The CDE (Cardholder Data Environment): This includes people, processes, and technology that touch card data.
- If your web server processes the card, your entire web server is in scope.
- If your web server talks to the database, the database is in scope.
- If the admin logs into the web server from their laptop, the laptop is in scope.

2.1. Network Segmentation

Put the CDE on a completely separate VLAN. Put a Firewall between the CDE VLAN and the Corporate VLAN.
Now, your Corporate VLAN (10,000 employees) is Out of Scope. You save millions in audit costs.

2.2. Tokenization

Don't touch the card data. Use a payment processor (Stripe/Braintree).
1. Customer types card into an iFrame hosted by Stripe.
2. Stripe returns a "Token" (`tok_12345`) to your server.
3. You store the Token. You charge the Token.
Result: Real card numbers NEVER touch your servers. You qualify for SAQ-A (Self-Assessment Questionnaire), which is much easier.

3. Encryption Requirements

If you MUST store the data (e.g., you are a Bank), you must encrypt it.

Key Management: This is the hard part. You cannot store the Encryption Key next to the Encrypted Data. (That's like taping the key to the safe).
Use an HSM (Hardware Security Module) or a KMS (Key Management Service) to store the keys separately.

4. Penetration Testing (Req 11)

You must perform an internal and external pentest at least annually and after any significant change.
You must also perform vulnerability scans quarterly.

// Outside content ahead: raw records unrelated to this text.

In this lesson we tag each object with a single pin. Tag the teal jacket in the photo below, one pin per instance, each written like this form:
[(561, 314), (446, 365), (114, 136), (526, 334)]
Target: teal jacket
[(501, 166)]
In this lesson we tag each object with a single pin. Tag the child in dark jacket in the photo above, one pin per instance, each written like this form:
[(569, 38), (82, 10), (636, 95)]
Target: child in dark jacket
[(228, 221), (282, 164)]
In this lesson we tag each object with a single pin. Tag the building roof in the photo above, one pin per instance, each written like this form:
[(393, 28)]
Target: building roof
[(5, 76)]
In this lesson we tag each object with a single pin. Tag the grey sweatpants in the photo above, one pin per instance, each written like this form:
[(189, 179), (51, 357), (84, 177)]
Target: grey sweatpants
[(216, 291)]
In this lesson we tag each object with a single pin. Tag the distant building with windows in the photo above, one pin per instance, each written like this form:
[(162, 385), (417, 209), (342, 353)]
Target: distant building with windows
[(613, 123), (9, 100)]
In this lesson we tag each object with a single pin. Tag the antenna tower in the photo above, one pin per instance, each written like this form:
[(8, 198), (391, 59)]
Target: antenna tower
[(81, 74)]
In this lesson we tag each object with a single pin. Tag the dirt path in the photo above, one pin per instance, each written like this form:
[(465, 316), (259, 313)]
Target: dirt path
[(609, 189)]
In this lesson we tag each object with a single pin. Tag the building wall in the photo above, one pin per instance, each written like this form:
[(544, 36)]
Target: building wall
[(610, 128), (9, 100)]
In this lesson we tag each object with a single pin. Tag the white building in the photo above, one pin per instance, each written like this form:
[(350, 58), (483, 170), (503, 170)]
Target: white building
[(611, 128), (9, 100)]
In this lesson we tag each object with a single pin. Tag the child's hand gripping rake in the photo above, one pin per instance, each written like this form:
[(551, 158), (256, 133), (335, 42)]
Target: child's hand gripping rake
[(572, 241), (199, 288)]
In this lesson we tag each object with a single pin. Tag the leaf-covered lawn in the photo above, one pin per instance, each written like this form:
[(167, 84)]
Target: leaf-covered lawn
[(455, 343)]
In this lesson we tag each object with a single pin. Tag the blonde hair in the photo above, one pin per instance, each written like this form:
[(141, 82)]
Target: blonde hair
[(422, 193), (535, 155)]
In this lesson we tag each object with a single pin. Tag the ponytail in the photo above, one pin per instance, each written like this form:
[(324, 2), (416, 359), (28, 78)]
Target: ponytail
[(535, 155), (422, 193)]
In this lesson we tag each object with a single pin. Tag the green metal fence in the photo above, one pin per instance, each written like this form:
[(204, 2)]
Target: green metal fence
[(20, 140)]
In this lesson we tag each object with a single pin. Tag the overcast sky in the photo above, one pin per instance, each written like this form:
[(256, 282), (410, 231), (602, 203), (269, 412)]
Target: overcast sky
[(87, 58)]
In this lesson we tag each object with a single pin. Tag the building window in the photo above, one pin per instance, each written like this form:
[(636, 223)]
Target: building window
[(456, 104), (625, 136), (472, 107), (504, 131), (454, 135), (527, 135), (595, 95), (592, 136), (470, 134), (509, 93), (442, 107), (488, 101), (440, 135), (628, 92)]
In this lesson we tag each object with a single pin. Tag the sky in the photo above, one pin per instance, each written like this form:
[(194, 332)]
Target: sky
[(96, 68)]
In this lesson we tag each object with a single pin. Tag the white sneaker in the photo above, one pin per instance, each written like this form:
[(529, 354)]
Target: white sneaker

# Typical Audit Evidence required 1. Firewall configuration text files. 2. Screenshots of Antivirus consoles ensuring all agents are active. 3. Log files showing a user login event. 4. The final Pentest Report (Clean, with no High vulnerabilities).
Conclusion

PCI DSS is often seen as a burden, but it is actually a very solid baseline security framework. If you follow PCI DSS, you are 90% of the way to being secure against most threats.